Madame Grès won the hearts of both the jetset and the press, and her fashion house enjoyed years of critical acclaim before it began to falter in the 1980’s. Grès was subsequently one of the last couture houses ever to establish a ready-to-wear line, something that the Madame herself dubbed ‘a prostitution’. It is sad to see a similar thing happening to other fashion greats that have weathered the decades – Valentino being a case in point.
Today all that survives is Parfums Grès, the associated perfume house located in Switzerland. Madame Grès’ final garment was commissioned in 1989 by Hubert de Givenchy himself. She died four years later at the age of 90.
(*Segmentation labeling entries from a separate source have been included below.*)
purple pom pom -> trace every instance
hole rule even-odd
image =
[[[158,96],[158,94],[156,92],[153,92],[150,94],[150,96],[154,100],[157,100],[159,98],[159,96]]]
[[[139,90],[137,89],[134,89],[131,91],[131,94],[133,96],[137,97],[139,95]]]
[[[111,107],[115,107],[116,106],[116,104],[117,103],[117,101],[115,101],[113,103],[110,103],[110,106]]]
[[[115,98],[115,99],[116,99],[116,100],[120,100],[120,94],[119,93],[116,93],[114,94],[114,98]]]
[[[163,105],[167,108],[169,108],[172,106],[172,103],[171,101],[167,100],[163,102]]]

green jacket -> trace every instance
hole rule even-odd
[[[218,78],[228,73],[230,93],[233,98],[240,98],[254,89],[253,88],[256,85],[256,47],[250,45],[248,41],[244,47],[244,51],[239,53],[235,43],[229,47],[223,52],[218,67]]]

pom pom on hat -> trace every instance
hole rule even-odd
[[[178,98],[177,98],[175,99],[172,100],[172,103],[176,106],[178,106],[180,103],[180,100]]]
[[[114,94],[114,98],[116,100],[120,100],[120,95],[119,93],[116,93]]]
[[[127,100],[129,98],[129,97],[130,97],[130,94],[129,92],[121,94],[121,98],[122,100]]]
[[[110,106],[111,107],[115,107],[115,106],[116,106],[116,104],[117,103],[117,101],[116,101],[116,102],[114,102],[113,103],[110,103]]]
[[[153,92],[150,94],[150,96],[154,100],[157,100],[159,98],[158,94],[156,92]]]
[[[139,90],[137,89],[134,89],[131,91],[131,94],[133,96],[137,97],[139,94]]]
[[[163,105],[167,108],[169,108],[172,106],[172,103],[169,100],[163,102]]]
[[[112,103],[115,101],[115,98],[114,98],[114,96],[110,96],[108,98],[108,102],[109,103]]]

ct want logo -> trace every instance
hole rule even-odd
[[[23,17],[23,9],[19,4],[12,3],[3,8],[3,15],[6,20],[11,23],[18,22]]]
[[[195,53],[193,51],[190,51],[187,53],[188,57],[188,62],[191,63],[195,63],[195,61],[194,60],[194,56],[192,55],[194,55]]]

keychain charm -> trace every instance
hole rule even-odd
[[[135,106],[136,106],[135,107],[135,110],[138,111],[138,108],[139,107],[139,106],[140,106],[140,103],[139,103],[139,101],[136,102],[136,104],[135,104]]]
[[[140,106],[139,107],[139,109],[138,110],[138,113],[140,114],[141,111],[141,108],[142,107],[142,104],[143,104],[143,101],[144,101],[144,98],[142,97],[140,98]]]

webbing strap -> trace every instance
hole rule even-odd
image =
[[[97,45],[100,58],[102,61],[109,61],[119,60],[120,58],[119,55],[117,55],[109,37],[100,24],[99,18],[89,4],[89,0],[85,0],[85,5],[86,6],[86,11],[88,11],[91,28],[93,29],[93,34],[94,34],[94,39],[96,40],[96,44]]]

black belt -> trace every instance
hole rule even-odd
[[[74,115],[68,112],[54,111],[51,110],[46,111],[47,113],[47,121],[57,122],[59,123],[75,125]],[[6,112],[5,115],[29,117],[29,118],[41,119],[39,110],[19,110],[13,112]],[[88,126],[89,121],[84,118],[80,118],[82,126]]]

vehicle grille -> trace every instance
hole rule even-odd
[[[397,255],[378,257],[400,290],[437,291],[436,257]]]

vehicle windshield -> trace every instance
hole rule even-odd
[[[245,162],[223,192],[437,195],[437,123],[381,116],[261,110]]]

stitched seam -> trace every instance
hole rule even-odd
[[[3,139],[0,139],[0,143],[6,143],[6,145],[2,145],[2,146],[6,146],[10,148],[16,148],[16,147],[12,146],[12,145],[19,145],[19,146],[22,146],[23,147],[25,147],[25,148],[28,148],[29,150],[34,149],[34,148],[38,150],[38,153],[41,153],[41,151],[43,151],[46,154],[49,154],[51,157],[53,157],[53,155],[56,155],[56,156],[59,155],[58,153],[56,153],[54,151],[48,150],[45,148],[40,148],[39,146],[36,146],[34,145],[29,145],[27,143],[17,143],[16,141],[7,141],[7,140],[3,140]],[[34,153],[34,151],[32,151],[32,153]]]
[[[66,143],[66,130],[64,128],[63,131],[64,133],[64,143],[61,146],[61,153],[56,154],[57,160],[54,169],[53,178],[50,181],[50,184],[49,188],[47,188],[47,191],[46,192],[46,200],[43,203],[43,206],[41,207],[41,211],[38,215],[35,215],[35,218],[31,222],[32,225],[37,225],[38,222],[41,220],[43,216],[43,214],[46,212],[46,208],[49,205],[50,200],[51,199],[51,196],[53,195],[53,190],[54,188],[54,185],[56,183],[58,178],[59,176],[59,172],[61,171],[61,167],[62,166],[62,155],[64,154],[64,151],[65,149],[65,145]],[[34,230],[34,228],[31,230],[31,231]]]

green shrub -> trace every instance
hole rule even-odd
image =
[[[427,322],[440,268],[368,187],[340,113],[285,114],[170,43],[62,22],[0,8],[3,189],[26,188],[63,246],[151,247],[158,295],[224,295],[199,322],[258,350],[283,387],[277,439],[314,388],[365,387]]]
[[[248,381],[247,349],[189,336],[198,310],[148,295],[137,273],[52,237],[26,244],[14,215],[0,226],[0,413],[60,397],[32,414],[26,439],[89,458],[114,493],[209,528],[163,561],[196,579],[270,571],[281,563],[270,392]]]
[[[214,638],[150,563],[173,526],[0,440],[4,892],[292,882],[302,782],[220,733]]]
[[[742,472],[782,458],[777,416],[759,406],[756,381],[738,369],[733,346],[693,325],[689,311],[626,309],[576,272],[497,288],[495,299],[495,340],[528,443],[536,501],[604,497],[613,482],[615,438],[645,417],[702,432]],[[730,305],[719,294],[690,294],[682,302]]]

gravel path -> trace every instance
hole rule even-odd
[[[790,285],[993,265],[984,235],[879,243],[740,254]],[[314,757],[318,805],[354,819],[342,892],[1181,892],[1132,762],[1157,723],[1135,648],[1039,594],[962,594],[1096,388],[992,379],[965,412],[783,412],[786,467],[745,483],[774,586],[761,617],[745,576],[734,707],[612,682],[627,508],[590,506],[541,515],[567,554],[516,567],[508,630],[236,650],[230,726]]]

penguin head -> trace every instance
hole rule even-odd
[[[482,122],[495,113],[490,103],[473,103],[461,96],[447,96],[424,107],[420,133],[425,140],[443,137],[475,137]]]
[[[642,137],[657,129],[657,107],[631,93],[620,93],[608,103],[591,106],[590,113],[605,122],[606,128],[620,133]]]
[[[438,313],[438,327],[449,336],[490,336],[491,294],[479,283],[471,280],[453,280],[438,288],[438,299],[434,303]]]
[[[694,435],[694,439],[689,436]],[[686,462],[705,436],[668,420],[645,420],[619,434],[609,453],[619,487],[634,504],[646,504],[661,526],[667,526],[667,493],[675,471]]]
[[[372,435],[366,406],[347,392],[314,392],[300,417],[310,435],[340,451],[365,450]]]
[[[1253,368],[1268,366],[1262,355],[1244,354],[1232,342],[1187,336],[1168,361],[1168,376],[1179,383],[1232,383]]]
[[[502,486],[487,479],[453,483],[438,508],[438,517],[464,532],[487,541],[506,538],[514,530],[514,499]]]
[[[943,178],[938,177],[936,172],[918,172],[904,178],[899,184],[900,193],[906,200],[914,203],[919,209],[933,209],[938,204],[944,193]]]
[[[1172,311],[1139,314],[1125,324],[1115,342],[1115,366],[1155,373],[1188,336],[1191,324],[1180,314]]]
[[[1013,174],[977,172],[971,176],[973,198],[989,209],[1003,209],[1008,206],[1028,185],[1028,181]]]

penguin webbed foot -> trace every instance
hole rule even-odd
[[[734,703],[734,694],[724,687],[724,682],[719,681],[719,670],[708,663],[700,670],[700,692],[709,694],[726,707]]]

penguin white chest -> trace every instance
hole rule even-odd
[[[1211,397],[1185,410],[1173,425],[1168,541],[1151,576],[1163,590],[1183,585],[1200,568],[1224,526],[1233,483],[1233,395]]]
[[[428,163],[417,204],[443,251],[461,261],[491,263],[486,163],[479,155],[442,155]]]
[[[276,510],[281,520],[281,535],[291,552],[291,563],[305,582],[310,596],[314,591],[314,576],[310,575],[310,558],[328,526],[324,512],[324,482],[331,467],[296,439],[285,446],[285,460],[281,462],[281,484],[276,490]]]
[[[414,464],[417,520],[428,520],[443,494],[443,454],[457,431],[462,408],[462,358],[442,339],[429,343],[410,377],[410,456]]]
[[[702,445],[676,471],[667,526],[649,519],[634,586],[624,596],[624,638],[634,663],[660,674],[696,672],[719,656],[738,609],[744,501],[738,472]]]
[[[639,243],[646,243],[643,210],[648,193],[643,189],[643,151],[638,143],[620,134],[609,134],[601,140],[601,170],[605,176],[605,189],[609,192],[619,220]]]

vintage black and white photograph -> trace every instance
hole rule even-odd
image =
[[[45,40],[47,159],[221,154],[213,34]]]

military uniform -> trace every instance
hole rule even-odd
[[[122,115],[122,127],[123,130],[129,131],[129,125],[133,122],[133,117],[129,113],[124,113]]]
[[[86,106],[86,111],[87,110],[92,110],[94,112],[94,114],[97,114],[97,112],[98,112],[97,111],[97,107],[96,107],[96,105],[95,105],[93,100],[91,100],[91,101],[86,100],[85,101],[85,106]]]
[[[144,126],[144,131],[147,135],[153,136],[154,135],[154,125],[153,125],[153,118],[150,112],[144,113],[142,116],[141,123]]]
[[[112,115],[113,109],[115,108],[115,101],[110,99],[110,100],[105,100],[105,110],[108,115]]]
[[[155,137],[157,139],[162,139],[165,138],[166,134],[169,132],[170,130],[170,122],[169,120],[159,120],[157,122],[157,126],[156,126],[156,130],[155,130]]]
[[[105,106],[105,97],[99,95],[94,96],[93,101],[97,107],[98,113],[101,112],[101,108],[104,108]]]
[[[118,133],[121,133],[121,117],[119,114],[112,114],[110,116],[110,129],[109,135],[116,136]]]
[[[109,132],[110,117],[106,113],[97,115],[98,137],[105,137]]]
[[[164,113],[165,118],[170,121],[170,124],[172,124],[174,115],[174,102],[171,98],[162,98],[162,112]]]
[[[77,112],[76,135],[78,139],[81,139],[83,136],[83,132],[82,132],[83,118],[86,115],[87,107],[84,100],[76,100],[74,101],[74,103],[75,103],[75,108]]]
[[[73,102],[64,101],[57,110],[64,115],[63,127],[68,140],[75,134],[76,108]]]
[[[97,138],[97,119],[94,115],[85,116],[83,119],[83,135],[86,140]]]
In April this year, the Musée Galliera hosted the first Paris retrospective of Madame Grès’ work. Showcased, fittingly, amid marble sculptures at the Musée Bourdelle, the exhibition featured 80 key pieces, 100 sketches and 50 original pictures taken by photographers the likes of Richard Avedon and Guy Bourdin. I would have so loved to have seen it in person.
Madame Grès’ rigorous, artistic approach to the creation of women’s wear was truly haute couture. It’s not just because the pieces are displayed as art. They really are monumental, each and every one.
The canary yellow gown is my ultimate – it reminds me of a sea anemone, or a reef, or a shoal of fish. Too beauteous.